Life

5 Things I Wasn't Ready For When I Tried To Induce Labor Naturally

by Jessica Blankenship

I've never had regular periods (if that's too personal for you, stop reading now), so when my midwives told me my due date was July 1st, I took it to mean... not a lot. The concept of a "due month" instead of a "due date" has gained popularity for a reason: 40 weeks is not an exact clock you can set your uterus to, as anyone who's ever been pregnant can attest. So I was somewhat prepared to ignore my due date entirely, but there were things I wasn't ready for when I tried to induce labor naturally after that joke of a due date came and went.

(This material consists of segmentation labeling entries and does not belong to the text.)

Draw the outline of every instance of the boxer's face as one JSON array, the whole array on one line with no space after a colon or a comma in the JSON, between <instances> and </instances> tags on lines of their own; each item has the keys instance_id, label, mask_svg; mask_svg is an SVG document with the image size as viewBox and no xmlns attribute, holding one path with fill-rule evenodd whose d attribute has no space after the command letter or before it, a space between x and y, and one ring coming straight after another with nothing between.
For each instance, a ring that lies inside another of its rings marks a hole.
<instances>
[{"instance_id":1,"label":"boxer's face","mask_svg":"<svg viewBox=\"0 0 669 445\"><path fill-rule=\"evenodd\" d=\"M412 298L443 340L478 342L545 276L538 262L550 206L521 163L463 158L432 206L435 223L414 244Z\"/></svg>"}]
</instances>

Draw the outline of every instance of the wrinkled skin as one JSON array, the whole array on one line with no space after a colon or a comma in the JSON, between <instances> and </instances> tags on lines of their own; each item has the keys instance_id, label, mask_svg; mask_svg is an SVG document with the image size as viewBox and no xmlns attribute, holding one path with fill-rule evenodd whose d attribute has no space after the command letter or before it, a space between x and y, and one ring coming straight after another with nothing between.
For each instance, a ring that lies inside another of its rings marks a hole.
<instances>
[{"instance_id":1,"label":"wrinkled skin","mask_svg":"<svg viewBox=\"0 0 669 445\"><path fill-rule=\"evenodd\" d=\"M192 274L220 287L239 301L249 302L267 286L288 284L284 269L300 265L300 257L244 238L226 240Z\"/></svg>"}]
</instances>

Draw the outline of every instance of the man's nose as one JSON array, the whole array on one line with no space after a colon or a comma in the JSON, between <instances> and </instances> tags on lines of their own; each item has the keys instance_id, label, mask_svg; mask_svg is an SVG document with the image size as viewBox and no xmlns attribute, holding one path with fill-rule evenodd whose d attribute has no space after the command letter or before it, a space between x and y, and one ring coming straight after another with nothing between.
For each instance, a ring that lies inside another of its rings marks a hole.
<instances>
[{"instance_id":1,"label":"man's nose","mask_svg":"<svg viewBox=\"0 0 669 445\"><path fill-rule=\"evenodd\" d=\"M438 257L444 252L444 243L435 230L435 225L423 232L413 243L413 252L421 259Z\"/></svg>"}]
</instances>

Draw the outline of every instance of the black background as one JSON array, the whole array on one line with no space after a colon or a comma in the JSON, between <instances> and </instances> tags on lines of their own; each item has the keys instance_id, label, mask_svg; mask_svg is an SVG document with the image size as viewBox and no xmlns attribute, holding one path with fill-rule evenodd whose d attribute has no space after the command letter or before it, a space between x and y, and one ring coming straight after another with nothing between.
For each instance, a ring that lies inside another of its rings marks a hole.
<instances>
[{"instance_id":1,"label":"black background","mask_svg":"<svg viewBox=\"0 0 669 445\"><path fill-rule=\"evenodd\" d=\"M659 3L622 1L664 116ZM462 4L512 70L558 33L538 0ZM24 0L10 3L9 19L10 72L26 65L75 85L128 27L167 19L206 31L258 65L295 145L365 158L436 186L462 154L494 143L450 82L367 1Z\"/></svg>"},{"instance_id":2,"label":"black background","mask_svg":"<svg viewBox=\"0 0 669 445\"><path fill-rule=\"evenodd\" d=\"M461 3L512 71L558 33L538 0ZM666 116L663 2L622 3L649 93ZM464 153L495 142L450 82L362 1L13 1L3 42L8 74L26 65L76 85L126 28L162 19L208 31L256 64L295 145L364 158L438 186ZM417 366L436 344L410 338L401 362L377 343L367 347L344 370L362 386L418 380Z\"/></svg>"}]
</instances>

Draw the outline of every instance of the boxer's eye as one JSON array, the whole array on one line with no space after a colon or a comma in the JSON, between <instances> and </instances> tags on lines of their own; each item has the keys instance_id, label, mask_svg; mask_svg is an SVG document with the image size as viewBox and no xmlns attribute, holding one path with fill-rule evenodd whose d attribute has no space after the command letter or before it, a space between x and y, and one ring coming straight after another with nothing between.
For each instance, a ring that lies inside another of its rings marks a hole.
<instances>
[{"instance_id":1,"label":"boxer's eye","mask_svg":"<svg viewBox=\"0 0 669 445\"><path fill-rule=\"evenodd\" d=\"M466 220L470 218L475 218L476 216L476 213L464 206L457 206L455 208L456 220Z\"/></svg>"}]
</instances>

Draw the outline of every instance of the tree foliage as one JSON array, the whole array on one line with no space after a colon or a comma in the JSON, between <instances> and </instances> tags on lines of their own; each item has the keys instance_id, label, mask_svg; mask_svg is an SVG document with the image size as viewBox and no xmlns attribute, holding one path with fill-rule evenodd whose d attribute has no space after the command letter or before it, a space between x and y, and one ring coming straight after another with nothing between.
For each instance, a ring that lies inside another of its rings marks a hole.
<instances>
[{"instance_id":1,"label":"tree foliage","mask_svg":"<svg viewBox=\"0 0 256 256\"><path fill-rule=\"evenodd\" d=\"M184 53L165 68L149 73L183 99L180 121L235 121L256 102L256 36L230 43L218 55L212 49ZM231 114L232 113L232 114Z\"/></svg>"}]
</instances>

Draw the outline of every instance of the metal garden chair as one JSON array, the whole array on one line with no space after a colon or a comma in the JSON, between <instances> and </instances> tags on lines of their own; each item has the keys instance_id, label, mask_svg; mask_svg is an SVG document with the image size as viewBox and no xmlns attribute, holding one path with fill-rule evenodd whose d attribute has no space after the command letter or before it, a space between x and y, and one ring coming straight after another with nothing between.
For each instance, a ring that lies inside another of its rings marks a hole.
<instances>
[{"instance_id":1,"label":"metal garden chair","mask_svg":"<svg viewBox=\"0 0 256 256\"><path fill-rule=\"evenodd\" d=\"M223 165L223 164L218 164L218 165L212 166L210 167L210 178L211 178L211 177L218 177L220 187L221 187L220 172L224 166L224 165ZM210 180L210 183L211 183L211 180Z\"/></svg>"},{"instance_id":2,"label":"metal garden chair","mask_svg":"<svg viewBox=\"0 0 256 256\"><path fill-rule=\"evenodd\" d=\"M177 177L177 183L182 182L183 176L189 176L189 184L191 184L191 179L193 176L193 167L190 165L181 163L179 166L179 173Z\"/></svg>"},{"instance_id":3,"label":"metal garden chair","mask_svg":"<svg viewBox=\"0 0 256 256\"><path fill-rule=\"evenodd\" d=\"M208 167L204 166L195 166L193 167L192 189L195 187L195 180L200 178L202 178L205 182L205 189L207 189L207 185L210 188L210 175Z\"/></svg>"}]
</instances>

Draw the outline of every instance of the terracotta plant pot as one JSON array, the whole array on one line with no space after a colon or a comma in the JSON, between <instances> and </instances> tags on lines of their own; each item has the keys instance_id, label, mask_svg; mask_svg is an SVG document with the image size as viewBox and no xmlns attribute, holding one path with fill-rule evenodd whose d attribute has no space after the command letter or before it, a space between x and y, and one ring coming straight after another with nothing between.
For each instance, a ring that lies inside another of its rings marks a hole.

Trying to figure out when you'll give birth feels like a guessing game, and my attempts at getting the damn show started didn't help my odds.

So when I was still hella pregnant and showing no signs of being imminently headed for birthing pool on July 16th, I was displeased but not surprised. It was Atlanta, it was roughly 87,000 degrees outside, and despite a breezy pregnancy, I was also carrying my 6'4" partner's massive fetus. In other words, I was done. When the midwives suggested we induce, I was onboard. It was the first of many deviations from my obsessively laid birth plan that I would make over the next few days.

I was onboard with induction, but I was extremely determined not to have any medical interventions in my birth. No Pitocin, no Cervidil, no epidural — nothing. If we were inducing, we were doing so "naturally," also known as the annoying way. I had already done spicy food, had sex, and a spent lot of time hooked up to my breast pump, to no success other than some totally useless contractions. I had no real concept of how real things would get once we really tried to induce labor, which included the following:

How Gross A "Mucus Plug" Actually Is

The three days I was in labor — three — included 12 hours with a foley bulb inserted. This basically involves forcing a tube through your cervix (which is likely still pretty damn closed), inflating it with saline until it's about 4 cm in diameter, and then taping it to your thigh to provide downward traction. It literally is designed to manually force your cervix to dilate from the inside. The idea is that once it comes out, you're dilated to at least 4 cm, and "hopefully" your body just keeps the ball rolling at that point.

That did not happen for me. I didn't keep progressing after the foley bulb came out, the powers that be broke my water, I still didn't progress, so the doctors finally had to do some borderline-illegal sh*t with Pitocin levels to avoid a c-section and I was awake and in labor for 61 hours before my kid was born. Like I said, induction is imperfect, just like the entire birthing game. But my son was healthy, and I felt like an actual god afterward, so it all worked out better than OK.

What did happen was I spent a sleepless night walking laps around the hospital floor (trying to do my part!) while my mucus plug leaked out of the catheter that was taped to my leg, and just kinda... oozed out. I mean, I cleaned it off as often as I could, but it went on seemingly forever at a maddeningly slow-but-ceaseless trickle. God, it was gross.

That It Wouldn't Be Like Flipping A Switch

It's more like trying to push a car uphill: no matter how far you push it, it's not going to start rolling on its own until you reach the top — and every woman's "hill" is a different length, and you don't know how far you're going to end up pushing the car until you commit to doing it.

Nipple Stimulation Isn't Fun

Those words used to mean fun. Why aren't my nipples fun anymore? I want to go back.

How Many Different Strategies There Are

Some people try to induce labor naturally at home, and the internet will readily tell you of the infinite number of tactics people have attempted to employ to vacate their uteruses. So that much I knew. But when I was inducing in a hospital with a team of midwives, I was definitely surprised by the number of non-medical ways they had to try to trigger and advance labor.

How Boring & Time-Consuming It Would Be

Turns out, inducing labor isn't just a matter of figuring out the right button to press and then watching the rest of your body effortlessly fall in line behind it. More often, it's a matter of doing tedious, monotonous, uncomfortable, mentally under-stimulating sh*t for a lot longer than you'd like to, especially considering that you have absolutely no guarantee that you'll be rewarded with a baby at the end.